This past weekend, while in Texas on business, I also attended my high school reunion. It was a modest celebration at the local Knights of Columbus hall on Saturday night. There was barbecue, classic rock, and, fortunately, name tags. Other than the observation that all of those people have somehow gotten old, I am pretty much at a loss for any particularly “deep thoughts” with respect to the Chester W. Nimitz High School class of 1978. I had a very nice time. Simply, it was fun to see some of my old friends again and swap a story or two. Most of them I had not seen since our graduation, although I have had some sporadic correspondence with a few in the intervening years. I even enjoyed good conversation with people to whom, even in high school, I had not been especially close to.
Turns out, it is very hard to convey in one 15-minute conversation all of the life that you have seen in the past 30 years, even to someone who is genuinely interested. And, even when you are interested in hearing what their life is all about, you realize as you listen that you are only getting the AM radio version of a 60-second trailer to an epic movie that was itself an adaptation of a richly written ten-volume historical novel series transcribed from a language you dimly remember but no longer actually speak. (How’s that for a torturous metaphor?) That’s not to say that what is said is not meaningful or appreciated, because it is. But it is inadequate, incomplete. And it must ever be.
For example, one of the things that happens is that everyone stands around and wonders aloud about the people who aren’t there. “Whatever happened to James? And what was his sister’s name?” That’s kind of an interesting thread but it, too, either leads to a dead end or to a place that just kind of trails off into the hills, uncertain and unknowable.
I was saddened to hear about those who had died, grieved to hear of the stories of broken marriages, disappointing careers, ill health, poor choices, and difficult trials.

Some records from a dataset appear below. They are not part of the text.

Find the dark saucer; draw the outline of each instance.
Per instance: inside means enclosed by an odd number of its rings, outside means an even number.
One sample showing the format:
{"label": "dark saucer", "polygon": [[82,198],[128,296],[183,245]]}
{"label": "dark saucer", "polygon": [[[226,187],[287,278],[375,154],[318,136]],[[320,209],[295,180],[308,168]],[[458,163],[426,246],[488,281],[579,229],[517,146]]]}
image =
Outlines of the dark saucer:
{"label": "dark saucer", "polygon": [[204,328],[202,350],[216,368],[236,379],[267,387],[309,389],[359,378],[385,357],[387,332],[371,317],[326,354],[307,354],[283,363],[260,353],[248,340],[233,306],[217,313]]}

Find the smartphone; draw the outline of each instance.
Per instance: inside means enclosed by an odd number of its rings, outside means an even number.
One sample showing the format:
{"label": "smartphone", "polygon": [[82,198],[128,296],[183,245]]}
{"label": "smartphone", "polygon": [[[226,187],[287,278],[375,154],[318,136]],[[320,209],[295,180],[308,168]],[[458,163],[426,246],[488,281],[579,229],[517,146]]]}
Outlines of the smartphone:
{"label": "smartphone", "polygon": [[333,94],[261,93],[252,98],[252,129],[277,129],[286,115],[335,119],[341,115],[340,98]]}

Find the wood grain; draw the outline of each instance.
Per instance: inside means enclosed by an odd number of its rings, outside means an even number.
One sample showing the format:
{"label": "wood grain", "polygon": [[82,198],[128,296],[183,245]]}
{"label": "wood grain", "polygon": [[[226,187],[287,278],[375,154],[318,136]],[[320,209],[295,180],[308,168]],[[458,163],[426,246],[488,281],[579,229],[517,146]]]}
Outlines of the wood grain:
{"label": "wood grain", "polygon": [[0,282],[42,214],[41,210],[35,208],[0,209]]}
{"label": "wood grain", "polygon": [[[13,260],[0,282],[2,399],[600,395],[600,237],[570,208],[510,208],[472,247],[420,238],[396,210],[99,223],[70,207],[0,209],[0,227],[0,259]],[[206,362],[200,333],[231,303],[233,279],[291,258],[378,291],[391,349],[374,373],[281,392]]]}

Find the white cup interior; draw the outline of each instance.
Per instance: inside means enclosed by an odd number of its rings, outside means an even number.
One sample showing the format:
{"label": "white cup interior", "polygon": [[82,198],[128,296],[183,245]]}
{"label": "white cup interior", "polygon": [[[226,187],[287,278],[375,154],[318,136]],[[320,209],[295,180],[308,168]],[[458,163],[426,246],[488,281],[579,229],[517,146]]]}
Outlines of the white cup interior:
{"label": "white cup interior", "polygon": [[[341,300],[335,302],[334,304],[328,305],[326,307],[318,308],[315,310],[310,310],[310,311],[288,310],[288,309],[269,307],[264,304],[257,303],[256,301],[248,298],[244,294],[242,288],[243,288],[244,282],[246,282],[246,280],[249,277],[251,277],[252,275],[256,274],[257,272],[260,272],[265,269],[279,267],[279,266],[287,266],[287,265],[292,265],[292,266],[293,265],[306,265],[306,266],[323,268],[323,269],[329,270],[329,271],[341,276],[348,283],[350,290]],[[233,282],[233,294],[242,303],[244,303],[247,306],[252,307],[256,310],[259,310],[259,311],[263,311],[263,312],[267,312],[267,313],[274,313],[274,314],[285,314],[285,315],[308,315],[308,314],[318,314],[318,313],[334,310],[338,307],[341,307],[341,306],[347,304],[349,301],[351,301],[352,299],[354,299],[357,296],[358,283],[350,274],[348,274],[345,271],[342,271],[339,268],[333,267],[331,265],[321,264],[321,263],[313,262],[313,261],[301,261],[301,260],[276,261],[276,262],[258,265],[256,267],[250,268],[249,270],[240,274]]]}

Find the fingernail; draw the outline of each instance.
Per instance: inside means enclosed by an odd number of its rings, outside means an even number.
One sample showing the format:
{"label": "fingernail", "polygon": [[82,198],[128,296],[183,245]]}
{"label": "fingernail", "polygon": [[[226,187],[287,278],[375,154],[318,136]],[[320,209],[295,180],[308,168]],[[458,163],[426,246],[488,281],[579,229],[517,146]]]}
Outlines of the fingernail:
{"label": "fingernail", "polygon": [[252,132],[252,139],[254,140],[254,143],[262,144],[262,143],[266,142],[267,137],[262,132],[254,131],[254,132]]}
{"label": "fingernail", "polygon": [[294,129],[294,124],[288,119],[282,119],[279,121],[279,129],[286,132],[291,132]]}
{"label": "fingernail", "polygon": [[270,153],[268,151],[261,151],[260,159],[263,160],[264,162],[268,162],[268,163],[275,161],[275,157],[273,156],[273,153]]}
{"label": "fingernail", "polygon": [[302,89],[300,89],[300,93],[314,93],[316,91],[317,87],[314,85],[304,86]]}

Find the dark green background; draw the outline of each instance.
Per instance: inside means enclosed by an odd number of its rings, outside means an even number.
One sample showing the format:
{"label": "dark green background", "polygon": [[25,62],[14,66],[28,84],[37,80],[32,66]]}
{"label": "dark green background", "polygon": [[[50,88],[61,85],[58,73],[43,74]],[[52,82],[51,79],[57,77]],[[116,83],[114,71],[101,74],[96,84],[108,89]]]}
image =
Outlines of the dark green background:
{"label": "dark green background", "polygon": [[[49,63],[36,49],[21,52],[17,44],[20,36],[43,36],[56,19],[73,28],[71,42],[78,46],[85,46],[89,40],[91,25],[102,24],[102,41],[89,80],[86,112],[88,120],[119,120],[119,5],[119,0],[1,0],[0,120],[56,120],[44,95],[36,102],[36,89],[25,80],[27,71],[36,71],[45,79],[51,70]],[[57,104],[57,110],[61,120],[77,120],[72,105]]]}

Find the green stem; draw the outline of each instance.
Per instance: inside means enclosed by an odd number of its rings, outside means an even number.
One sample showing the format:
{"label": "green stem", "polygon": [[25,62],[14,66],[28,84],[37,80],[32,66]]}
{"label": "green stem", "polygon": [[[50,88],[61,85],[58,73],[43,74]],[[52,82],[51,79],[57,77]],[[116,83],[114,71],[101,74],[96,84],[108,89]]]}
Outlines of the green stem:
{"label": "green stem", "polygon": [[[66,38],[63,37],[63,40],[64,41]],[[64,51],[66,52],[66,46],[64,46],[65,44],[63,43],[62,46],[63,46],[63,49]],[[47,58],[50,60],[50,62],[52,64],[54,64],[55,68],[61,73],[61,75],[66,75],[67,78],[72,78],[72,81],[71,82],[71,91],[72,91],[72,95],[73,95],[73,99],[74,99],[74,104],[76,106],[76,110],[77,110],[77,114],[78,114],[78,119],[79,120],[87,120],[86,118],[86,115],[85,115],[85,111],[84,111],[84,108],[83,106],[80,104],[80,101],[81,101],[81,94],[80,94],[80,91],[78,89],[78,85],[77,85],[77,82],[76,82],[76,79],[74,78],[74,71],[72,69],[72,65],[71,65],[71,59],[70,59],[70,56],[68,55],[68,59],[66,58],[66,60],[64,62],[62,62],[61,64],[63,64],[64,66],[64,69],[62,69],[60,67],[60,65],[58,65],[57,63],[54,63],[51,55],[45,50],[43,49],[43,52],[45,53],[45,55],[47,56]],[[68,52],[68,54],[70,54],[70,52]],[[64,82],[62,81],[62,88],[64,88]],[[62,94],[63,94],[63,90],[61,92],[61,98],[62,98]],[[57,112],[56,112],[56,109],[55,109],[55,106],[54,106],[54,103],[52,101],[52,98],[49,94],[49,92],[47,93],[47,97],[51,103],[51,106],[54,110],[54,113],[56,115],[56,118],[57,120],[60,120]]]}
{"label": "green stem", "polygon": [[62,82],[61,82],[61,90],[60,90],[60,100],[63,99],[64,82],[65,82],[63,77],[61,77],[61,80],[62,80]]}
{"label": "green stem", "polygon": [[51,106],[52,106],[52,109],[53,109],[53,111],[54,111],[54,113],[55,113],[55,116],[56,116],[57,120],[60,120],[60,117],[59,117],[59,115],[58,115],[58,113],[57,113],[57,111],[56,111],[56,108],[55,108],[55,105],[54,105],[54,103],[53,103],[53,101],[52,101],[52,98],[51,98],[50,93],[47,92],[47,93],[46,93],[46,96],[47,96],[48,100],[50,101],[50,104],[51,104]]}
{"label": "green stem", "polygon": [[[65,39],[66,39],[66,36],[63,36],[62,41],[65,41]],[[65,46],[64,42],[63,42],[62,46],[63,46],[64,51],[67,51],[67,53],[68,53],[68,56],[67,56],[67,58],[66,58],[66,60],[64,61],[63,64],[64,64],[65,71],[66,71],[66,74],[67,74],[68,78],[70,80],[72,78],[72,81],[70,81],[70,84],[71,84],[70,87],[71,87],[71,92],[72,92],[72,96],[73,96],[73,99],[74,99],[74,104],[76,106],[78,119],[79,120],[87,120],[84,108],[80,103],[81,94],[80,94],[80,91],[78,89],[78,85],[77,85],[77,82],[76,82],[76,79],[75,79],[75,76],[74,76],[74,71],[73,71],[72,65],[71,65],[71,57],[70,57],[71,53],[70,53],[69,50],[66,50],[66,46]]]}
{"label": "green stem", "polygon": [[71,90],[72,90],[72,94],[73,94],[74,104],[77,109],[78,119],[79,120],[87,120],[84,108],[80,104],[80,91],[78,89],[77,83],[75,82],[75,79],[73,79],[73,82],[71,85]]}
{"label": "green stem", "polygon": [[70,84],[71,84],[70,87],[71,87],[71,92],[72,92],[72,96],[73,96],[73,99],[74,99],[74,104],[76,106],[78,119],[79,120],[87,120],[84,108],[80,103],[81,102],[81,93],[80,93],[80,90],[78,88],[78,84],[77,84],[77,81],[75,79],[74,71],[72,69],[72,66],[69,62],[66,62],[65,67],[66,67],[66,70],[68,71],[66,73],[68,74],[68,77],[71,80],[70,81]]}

But I was also glad, genuinely happy, to hear of the long, happy marriages and the stories of success and fulfillment, of going back to college for a new career, of surviving the death of a spouse, and of building a rich family life on a bedrock of faith and unflagging love.
It is likely I’ll never see most of those people again, I suppose. Some I will undoubtedly see on the other side and I look forward to that, too.
More than anything else, I came away with a greater sense of appreciation for my own family and a deep, strong affirmation that God is in control of it all.